Voting is not enough when 33 million Americans have been purged from the voter rolls between 2014 and 2018, according to the Brennan Center. Purge rates have soared since Roberts’ decision in Shelby County, especially in the states the chief justice believed prejudice was some artifact of a distant past. The purge rate is as much as 40 percent higher in states that have a demonstrated history of racial voting discrimination.
Voting is not enough when Wisconsin purges 14 percent of its voters between 2016 and 2018 — nearly double the national average. Voters in black neighborhoods were nearly twice as likely to be kicked off the rolls as those in white suburbs. It is not enough when, in 2018, Georgia secretary of state Brian Kemp ran for governor while simultaneously looking to purge some 300,000 voters from the rolls and pausing an additional 53,000 registrations. Nearly 80 percent of those paused were blacks and other minorities.

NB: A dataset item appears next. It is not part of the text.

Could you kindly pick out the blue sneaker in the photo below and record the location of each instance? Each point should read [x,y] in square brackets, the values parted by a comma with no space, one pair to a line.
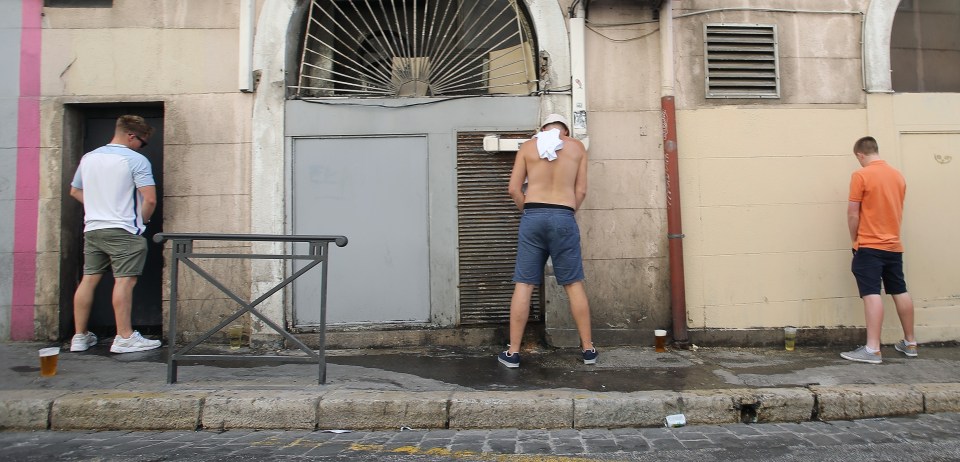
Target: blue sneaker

And it is not enough when hundreds of precinct closures and relocations in Georgia increased the average distance between voters’ homes and the polls, preventing an estimated 54,000 to 85,000 voters from casting a ballot in 2018 — and making it 20 percent more likely for black voters to miss the election, according to an Atlanta Journal Constitution study. Kemp defeated Democratic candidate Stacey Abrams by fewer than 55,000 votes. Nationwide, more than 10 percent of precincts were closed nationwide between 2008 and 2016, and once again, these closures fell hardest on communities of color. We saw its latest effects this week as newly shuttered precincts forced predominantly minority voters in Georgia voters to wait in six-hour lines to vote during a pandemic.

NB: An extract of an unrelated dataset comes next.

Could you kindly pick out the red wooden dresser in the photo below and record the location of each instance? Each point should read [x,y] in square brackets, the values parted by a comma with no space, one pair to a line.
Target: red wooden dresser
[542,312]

Voting is not enough when states enact draconian voter ID bills, such as one in North Carolina that a federal court ruled looked to “surgically” target black voters by researching and then requiring the specific ID they were least likely to have. It is not enough in Alabama, where legislators toughened its voter ID bill and limited the acceptable forms of identification — then shuttered nearly three dozen DMV offices in 8 of the ten Alabama counties with the highest percentage of non-white voters.

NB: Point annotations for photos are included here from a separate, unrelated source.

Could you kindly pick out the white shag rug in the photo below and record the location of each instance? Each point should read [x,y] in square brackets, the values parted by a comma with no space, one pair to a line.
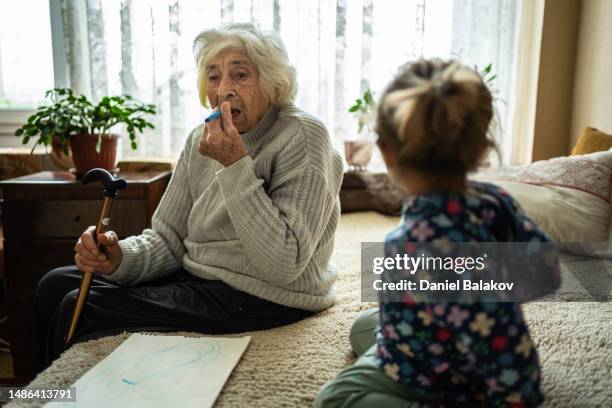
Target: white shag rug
[286,366]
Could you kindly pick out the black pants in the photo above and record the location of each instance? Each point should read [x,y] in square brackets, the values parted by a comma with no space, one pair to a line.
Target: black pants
[178,302]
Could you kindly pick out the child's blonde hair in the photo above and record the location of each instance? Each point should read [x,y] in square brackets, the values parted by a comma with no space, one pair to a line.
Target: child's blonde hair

And it is not enough in Wisconsin where DMV offices in the run-up to the 2016 election sometimes openly defied a court order to supply photo IDs after that state’s gerrymandered legislature added strict new ID requirements that a federal court found may have disenfranchised as many as 300,000 citizens. Donald Trump carried the state by fewer than 25,000 votes. States have made it harder for students to vote. They have made it harder for activists to conduct voter registration drives.
Republicans seem to believe that they cannot win an election that is not fixed in their favor. And so that is what they do. Voter suppression has an ugly and painful history as old as the nation itself. The Voting Rights Act was won with the blood of Americans on the Edmund Pettus Bridge in Selma, Alabama. Now it is being eroded by the same-old Jim Crow suppression measures dressed up for the digital era, obscured behind ostensibly race-neutral language.
This is not the Russians subverting our democracy. We have done this to ourselves. We desperately need a citizen movement to protect democracy. We need to ensure that every voice is protected, welcomed, and heard. We saw its victories in 2018 when voters in five states reformed redistricting and 64 percent of Floridians amended the state constitution and reinstated voting rights to 1.4 million former felons. We need a federal constitutional amendment that enshrines voting rights for all, so we do not have a state by state patchwork of suppression efforts that creates unequal access to the vote depending on the state in which you live and the color of your skin. We urgently need reform if voting is ever to be truly enough.
Our needs are not moderate. Our faith that this system is working for everyone has been tested by a decade of voter suppression and rule rigging that looks all too familiar to those who have spent their lives fighting schemes that keep the same few in power.